Wanted: Moms

Good day all! Here’s another gem from Diane Lang that I had to share:

      

Look how much we do each and every day! Being a mom is the greatest job in the world.  For all Moms – enjoy your day!

Help Wanted: Mom

Must have a beautiful  smile, warm eyes and a loving touch. Highly motivated and energetic individual with the ability to multi-task, negotiate and manage time. Must be a self-starter and be willing to learn new tasks at any time. Must be organized, delegate responsibility and manage a budget. Patience is a must. Must work well under pressure. Must be responsible, caring, disciplined and have good managerial skills. Listening skills a plus. Must have a reliable car. Position requires long hours, overtime, weekends and holidays. No sick or vacation time. Pay is low, appreciation is rare but you will learn a lot from this position.  

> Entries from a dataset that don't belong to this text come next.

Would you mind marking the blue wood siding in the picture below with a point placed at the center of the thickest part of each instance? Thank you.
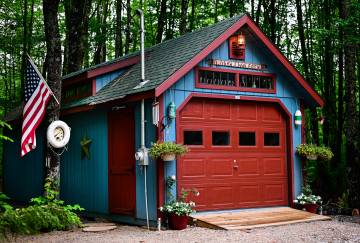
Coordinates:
(104, 79)
(150, 131)
(287, 90)
(23, 177)
(86, 181)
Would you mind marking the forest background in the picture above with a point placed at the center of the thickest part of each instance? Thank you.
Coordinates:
(321, 38)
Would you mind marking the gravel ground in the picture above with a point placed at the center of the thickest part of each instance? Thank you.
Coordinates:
(340, 229)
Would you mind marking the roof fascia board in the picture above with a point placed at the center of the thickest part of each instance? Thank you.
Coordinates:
(101, 70)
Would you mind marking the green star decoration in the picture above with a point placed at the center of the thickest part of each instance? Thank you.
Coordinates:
(85, 147)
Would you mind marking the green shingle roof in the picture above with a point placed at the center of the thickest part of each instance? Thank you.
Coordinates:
(161, 61)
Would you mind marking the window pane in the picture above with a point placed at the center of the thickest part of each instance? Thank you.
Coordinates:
(193, 137)
(271, 139)
(247, 139)
(216, 78)
(220, 138)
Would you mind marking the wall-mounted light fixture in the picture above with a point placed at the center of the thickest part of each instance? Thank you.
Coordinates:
(298, 117)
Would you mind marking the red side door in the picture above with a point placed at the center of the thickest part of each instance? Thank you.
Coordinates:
(122, 180)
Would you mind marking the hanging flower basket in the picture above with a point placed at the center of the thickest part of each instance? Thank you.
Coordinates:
(167, 151)
(168, 157)
(312, 156)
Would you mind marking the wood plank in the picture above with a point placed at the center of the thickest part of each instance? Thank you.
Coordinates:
(248, 219)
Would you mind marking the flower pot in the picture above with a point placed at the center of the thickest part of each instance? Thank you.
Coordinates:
(178, 222)
(168, 157)
(311, 208)
(311, 156)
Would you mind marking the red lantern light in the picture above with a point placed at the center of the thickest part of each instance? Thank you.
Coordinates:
(241, 39)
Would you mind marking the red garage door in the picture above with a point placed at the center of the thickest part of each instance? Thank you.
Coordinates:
(237, 155)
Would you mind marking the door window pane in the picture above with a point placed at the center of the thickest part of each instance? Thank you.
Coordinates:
(193, 138)
(247, 139)
(271, 139)
(220, 138)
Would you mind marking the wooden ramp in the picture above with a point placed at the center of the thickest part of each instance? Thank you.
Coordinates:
(254, 218)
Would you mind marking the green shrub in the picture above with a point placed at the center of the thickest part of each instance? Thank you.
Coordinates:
(46, 214)
(158, 149)
(306, 149)
(325, 153)
(3, 203)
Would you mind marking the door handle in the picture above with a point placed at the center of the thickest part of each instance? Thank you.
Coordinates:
(235, 166)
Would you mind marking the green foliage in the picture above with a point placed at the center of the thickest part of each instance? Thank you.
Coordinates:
(307, 197)
(343, 201)
(46, 214)
(323, 153)
(4, 125)
(158, 149)
(4, 206)
(306, 149)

Who knew? And would I sign up again? Some days, I’m not so sure, lol, but as my boys get older and I get to know them I know this was the call for me. Happy Mother’s Day to you too, friend! Thanks for sharing this. You are a dynamo mom!

And to all of you out there who share this ‘vocation’—may your day be blessed with joy, peace, family and fun! Every one of you rocks!

Catch you later this week,

Joanna

Madcap Choices and Life-Changing Decisions

Happy Thursday, everyone! Hope all of you are well and gearing up for another weekend. (Who came up with this 5-day work-week idea anyway?)

Lately, I’ve been doing a lot of reading over at Bob Mayer and Jenni Holbrook-Talty’s Write It Forward  and Kristen Lamb’s blog. For those of you who are looking to learn craft and/or get a strong sense of where the publishing world seems headed in this VERY electronic age, you might want to check either or both out. Kristen also dedicates a significant amount of blog space to social networking–an absolute necessity for success as an author in today’s extremely active and loaded market. Her most recent post about using Twitter talked about introverts vs. extroverts. (Tuesday is Twitter day, an excellent resource for those, like moi, who can’t figure out much past putting up a message.)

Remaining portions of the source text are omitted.